E in verità, la semplificazione da povertà intellettuale è uno dei tratti distintivi del grottesco e della parodia di Cuore di cane, protagonista ovviamente il regime sovietico che opera “ad orecchio” ed a simpatia, che a fronte del fallimento della sovietizzazione dell’economia interviene fondando comitati e ideando acronimi (il potere della parola e della sigla come magia lo troviamo in Excalibur, ma noi tutt’ora non ne siamo immuni, specie nelle grandi aziende multinazionali di stato): il racconto, infatti, venne elaborato al tempo della NEP – acronimo per Novaja Ekonomičeskaja Politika – la nuova politica economica approvata da Lenin.

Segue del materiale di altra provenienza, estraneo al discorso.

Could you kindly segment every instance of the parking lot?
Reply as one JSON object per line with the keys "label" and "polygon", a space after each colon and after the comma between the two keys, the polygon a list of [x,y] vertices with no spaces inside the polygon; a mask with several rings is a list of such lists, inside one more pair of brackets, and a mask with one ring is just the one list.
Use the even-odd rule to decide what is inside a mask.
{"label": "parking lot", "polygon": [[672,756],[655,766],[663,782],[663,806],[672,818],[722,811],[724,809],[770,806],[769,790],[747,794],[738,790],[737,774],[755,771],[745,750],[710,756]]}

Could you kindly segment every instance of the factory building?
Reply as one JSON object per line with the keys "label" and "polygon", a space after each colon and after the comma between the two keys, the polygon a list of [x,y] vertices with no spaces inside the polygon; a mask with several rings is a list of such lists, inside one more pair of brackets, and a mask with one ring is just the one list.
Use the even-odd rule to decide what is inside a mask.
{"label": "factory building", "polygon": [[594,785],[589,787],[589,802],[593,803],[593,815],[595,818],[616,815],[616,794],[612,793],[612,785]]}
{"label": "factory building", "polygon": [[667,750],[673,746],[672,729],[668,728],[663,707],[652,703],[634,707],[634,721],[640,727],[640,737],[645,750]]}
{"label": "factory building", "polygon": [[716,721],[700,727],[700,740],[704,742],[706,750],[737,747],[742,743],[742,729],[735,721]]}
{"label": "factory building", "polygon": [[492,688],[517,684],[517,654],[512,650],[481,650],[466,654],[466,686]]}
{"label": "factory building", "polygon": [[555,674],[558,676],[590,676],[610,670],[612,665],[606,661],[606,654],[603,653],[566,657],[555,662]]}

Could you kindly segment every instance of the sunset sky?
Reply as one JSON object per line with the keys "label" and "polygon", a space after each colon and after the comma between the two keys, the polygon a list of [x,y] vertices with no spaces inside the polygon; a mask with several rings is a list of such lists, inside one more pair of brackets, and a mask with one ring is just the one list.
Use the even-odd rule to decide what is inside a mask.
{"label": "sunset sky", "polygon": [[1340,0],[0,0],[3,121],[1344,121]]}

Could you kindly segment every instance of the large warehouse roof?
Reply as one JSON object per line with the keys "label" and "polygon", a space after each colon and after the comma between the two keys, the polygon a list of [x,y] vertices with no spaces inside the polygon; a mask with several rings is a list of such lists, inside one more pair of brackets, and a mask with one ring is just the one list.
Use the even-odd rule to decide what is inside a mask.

Non si può non notare quindi come l’approssimazione sia il tratto distintivo del regime, come tutto venga condotto da persone senza preparazione né merito alcuno se non quello della violenza e della perfetta aderenza fondamentalista al regime, vedi il personaggio del presidente del domkom, Svonder, che didascalicamente è il più stupido, cialtrone e maligno del gruppo ed è quello che fa la carriera più rapida (in ottemperanza alle Leggi di Murphy).

Preobraženskij-Frankenstein

Cuore di cane è apprezzabile anche per lo stile letterario, il cui il grottesco e la satira (questa è satira, amici di Charlie Hebdo: o per restare in Francia, quella di Candido) vengono finemente cesellati dall’esposizione delle piccole cose di pessimo gusto dell’arredamento del professore, della sua melomania, dei formalismi della borghesia a cui appartengono i medici. Vi sono poi delle sacche di modernità/attualità, come il rapporto con gli animali e le torture su di essi (in tempi in cui continuiamo a vivisezionare gioiosamente col beneplacito del Governo centinaia di migliaia di animali, perlopiù inutilmente, è decisamente un argomento scottante), o la sofisticazione alimentare (Signore mio, se sapessi con che roba lo fanno, il salame, gireresti alla larga da quel negozio).

Notiamo, infine, come la trasformazione dell’operazione/regime del cane in essere umano (e cioè la massificazione dell’individuo sotto il regime dittatoriale) è, sempre sotto il segno del grottesco, enormemente peggiorativa: il buon cane Pallino diventa un essere umano viscido, spregevole e portatore di tutti i vizi e depravazioni possibili, in una critica che forse non è soltanto rivolta ai regimi assolutisti ma anche alla natura umana tout court. Fortunatamente per Pallino, però, la trasformazione è reversibile con una semplice, ulteriore operazione della nostra brava scienza infantile di carta: mentre a noi homo sapiens non riesce praticamente mai di essere all’altezza di come i cani pensano che siamo.